Flow cytometry analysis
Freshly harvested VAT was transferred to ice-cold PBS, minced and digested in collagenase solution (1 mg/mL collagenase II in RPMI medium) at 37 °C for 1 h with constant shaking (ThermoMixer® C; Eppendorf). After 1 h, the tissue was passed through a 70 μm cell strainer (greiner bio-one) to remove undigested cell debris and washed with FACS buffer (1% FBS, 2 mM EDTA in PBS) to collect the adipocytes. An equal number of cells were incubated for 10 min with unlabeled monoclonal antibody (mAb) against CD16/CD32 (eBioscience) to block nonspecific Fc receptor-mediated binding. Monocyte and macrophages were stained for 30 min with allophycocyanin (APC)-eFluor-780 or BV/11-labeled anti-mouse CD45 and Fixable Viability Dye eFluor506, APC-labeled anti-mouse CD11b, PE-labeled anti-mouse CD115, PerCP-Cy5.5-labeled anti-mouse Ly6C, BV650-labeled anti-mouse CD11c, Pacific Blue-labeled anti-mouse F4/80, fluorescein isothiocyanate-labeled anti-mouse CX3CR1, and APC-Cy7-labeled anti-mouse major histocompatibility complex (MHC) class II. T cells, B cells, NK cells, and polymorphonuclear leukocytes were excluded by staining with PE-Cy7-labeled anti-B220, anti-CD3, anti-NK1.1, and Ly6G antibodies (all from BioLegend). All flow cytometry measurements were performed on a BD LSR II (Becton Dickinson, Heidelberg, Germany). Flow Jo Version 10 was used for data analysis.

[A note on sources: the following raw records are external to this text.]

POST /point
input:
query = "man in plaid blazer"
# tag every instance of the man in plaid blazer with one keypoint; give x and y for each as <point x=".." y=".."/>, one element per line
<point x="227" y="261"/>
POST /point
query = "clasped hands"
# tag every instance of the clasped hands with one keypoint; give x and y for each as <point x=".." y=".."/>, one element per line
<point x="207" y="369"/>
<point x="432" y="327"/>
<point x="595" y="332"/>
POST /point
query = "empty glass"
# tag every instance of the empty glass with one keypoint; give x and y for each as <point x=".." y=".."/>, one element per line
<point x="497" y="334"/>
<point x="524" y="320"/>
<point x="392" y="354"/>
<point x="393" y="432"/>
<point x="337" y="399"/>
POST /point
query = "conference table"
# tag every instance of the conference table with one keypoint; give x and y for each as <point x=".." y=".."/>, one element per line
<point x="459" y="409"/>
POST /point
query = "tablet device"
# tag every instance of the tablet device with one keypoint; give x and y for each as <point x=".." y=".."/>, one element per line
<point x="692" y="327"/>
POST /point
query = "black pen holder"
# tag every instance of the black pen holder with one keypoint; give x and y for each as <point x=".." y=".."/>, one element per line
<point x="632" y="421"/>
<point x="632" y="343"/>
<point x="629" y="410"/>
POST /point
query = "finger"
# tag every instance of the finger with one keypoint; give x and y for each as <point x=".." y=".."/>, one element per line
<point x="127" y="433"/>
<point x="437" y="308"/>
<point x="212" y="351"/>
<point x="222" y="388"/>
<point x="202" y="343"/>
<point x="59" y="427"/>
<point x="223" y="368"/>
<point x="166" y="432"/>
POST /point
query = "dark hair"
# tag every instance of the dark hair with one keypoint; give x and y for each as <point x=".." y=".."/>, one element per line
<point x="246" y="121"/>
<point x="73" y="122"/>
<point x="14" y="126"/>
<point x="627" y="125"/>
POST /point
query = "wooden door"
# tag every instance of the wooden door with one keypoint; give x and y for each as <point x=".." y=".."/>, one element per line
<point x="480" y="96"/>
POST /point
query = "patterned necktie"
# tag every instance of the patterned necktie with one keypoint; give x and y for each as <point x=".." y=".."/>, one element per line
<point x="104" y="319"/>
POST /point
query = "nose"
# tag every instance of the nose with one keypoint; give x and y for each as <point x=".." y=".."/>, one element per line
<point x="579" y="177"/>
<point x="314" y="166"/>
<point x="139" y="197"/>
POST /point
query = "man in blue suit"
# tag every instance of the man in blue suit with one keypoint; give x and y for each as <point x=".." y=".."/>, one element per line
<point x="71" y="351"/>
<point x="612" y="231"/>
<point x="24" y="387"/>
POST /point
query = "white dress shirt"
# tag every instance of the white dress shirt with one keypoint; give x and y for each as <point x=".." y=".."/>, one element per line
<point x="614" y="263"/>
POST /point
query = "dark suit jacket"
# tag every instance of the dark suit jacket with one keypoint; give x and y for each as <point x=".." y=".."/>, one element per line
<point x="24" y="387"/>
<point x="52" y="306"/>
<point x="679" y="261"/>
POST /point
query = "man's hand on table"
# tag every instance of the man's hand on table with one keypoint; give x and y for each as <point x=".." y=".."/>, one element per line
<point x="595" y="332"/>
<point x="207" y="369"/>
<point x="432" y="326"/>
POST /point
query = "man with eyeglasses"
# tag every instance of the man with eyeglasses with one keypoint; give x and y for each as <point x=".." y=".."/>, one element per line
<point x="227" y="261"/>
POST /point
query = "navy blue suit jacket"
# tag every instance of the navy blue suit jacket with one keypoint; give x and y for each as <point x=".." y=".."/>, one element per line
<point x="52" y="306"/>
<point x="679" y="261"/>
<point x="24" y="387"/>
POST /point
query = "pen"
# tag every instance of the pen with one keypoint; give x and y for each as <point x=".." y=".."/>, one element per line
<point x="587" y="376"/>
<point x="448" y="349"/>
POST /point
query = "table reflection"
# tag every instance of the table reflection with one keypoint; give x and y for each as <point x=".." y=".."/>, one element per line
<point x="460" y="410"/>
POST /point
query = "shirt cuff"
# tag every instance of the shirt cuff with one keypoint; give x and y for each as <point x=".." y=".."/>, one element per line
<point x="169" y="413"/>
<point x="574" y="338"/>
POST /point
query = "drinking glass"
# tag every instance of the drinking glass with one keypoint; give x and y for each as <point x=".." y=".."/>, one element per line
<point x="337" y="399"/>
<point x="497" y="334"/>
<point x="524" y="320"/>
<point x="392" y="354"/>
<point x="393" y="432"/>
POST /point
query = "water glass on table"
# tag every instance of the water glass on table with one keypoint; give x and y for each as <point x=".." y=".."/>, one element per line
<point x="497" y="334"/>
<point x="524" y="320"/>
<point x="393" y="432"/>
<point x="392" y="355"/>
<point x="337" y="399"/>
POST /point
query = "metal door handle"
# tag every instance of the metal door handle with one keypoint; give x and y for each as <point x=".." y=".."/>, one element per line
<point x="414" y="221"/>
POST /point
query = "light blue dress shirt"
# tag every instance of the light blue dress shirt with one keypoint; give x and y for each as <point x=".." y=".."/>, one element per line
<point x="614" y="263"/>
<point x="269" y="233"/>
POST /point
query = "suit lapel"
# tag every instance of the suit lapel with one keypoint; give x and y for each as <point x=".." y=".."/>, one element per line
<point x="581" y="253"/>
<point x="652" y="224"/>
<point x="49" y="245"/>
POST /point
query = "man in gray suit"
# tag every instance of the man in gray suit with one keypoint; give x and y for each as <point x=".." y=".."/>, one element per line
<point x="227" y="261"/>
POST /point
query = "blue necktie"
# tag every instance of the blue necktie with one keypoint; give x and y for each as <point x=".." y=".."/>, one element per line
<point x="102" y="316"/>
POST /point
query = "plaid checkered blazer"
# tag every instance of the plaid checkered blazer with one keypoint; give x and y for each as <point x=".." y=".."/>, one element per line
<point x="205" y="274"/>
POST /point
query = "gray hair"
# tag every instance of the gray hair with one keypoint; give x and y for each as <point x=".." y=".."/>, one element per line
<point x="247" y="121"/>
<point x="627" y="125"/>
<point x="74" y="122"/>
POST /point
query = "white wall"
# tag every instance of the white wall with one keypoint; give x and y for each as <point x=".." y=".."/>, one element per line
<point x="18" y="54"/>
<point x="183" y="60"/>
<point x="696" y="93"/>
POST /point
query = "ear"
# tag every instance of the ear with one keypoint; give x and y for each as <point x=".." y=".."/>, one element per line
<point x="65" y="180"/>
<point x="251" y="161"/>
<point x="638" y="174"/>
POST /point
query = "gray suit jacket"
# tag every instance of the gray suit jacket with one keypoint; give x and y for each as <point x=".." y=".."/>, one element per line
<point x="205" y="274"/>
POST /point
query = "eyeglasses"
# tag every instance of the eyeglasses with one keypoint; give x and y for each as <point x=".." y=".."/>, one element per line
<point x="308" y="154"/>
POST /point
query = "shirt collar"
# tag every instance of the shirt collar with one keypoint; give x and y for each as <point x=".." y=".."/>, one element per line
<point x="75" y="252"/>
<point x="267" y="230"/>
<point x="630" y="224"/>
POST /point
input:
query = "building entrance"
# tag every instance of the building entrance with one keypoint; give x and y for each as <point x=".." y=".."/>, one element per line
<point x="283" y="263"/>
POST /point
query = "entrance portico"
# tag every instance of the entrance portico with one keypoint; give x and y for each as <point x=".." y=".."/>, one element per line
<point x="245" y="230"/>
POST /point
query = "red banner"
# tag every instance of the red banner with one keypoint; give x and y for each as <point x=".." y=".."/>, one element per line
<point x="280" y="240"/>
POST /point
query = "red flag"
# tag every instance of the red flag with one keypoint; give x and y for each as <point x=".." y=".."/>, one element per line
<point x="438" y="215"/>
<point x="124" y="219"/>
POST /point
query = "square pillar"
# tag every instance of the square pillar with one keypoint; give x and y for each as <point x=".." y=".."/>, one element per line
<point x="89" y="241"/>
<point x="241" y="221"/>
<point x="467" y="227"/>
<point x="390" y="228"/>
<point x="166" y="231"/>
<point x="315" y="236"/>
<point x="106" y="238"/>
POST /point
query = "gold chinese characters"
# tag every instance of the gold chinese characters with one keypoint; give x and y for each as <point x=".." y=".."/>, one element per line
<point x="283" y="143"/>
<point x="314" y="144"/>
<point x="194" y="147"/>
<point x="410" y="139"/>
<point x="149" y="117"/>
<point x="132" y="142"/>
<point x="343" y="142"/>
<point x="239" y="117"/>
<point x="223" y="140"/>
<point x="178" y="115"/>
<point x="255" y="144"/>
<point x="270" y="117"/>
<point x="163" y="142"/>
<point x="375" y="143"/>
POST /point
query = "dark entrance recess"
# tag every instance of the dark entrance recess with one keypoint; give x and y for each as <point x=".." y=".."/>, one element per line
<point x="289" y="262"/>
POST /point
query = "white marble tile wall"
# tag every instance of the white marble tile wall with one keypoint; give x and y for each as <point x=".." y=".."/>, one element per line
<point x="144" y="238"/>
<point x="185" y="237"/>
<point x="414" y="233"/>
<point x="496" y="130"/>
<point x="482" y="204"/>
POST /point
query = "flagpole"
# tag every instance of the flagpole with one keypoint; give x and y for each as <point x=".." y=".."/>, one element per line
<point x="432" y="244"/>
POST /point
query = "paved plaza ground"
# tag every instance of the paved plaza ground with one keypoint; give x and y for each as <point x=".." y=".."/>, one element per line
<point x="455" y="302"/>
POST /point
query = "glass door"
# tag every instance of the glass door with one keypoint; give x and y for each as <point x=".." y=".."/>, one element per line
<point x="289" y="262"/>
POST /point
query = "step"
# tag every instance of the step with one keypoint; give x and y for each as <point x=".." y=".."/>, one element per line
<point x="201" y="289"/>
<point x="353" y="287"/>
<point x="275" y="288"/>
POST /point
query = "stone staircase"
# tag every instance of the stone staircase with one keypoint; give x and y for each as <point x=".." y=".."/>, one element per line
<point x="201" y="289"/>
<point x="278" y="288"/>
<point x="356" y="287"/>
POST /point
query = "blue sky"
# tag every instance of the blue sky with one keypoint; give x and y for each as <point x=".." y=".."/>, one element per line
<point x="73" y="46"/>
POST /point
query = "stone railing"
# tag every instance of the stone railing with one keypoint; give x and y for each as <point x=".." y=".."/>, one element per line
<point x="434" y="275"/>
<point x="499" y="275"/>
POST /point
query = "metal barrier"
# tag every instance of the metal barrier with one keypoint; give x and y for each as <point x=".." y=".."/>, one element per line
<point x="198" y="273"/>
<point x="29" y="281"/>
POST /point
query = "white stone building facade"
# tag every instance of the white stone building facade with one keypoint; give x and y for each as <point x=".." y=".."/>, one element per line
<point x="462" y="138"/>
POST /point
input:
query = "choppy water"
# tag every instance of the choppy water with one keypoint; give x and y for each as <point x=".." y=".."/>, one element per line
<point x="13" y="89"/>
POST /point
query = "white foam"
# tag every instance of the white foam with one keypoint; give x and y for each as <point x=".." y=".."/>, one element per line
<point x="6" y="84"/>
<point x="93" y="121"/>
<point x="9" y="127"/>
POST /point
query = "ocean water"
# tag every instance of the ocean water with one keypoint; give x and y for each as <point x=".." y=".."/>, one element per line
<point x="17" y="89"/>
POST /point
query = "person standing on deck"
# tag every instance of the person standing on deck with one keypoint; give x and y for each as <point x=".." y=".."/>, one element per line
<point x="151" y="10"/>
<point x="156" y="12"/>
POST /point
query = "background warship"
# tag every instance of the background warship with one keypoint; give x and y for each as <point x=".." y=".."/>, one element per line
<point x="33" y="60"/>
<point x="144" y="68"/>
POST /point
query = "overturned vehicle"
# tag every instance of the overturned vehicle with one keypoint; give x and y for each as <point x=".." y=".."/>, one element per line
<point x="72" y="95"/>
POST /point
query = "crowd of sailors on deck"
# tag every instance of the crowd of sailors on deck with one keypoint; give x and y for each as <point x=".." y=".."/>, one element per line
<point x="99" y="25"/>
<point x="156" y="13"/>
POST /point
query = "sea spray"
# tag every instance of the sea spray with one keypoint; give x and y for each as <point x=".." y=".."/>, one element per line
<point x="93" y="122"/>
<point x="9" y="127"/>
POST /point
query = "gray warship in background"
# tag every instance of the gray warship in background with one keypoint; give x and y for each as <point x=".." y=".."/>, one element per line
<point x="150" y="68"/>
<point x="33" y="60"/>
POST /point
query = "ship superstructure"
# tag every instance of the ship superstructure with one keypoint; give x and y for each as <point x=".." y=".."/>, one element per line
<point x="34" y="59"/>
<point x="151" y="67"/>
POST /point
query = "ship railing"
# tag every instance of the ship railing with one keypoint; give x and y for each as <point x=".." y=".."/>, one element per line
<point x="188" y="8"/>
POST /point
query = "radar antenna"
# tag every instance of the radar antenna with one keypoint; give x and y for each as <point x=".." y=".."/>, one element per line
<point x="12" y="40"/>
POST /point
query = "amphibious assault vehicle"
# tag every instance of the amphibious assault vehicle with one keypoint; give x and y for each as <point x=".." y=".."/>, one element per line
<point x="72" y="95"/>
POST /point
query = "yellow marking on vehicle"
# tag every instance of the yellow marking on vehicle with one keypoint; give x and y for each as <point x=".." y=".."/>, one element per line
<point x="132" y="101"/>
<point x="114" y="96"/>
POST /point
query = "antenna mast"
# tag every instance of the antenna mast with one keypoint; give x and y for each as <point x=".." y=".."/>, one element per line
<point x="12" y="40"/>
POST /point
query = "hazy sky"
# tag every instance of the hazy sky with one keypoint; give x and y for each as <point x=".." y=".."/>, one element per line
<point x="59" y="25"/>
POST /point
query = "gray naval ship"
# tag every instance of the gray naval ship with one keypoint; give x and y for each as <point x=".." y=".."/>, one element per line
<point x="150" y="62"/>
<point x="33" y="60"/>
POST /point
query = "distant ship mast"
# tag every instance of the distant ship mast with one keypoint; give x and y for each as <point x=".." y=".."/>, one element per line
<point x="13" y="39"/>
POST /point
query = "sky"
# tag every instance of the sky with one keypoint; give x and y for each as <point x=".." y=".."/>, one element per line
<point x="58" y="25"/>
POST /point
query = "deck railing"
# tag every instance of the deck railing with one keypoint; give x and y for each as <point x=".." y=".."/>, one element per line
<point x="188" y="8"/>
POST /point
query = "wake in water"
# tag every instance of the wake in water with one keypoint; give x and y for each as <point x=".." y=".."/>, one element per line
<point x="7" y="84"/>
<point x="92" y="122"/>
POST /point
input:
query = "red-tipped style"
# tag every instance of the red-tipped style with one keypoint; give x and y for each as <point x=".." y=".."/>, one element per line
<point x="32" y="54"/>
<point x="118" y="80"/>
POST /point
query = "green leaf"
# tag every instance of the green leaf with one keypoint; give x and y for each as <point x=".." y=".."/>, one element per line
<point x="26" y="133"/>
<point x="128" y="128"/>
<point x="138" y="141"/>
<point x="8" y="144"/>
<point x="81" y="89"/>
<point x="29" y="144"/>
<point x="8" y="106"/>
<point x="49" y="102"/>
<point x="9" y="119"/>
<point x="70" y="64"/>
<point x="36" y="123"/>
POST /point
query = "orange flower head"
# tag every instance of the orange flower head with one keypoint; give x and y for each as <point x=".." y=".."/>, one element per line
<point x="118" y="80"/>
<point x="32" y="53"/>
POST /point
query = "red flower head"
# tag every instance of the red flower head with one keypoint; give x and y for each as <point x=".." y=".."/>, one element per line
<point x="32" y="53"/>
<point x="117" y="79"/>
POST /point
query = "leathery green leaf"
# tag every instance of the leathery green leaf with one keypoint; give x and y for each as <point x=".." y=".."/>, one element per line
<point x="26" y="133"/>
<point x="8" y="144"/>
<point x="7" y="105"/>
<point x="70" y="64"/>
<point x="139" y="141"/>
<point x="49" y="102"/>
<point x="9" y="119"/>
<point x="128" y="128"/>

Quantitative data are presented as mean ± standard deviation. Normal distribution was examined using the Shapiro–Wilk normality test. Differences between two groups were tested by Student’s t test for unpaired means or Mann–Whitney test, if normal distribution was not confirmed. If more than two groups were compared, One-Way or Two-Way Analysis of Variance (ANOVA) followed by Sidak’s Multiple Comparison test was performed if values were normally distributed, or Kruskal–Wallis test followed by Dunn’s multiple comparisons test, if not. For the comparison of two groups at different time points, Two-Way ANOVA was employed. Statistical significance was assumed if P reached a value < 0.05. All analyses were performed using GraphPad PRISM data analysis software (version 9.0 for Windows; GraphPad Software Inc.).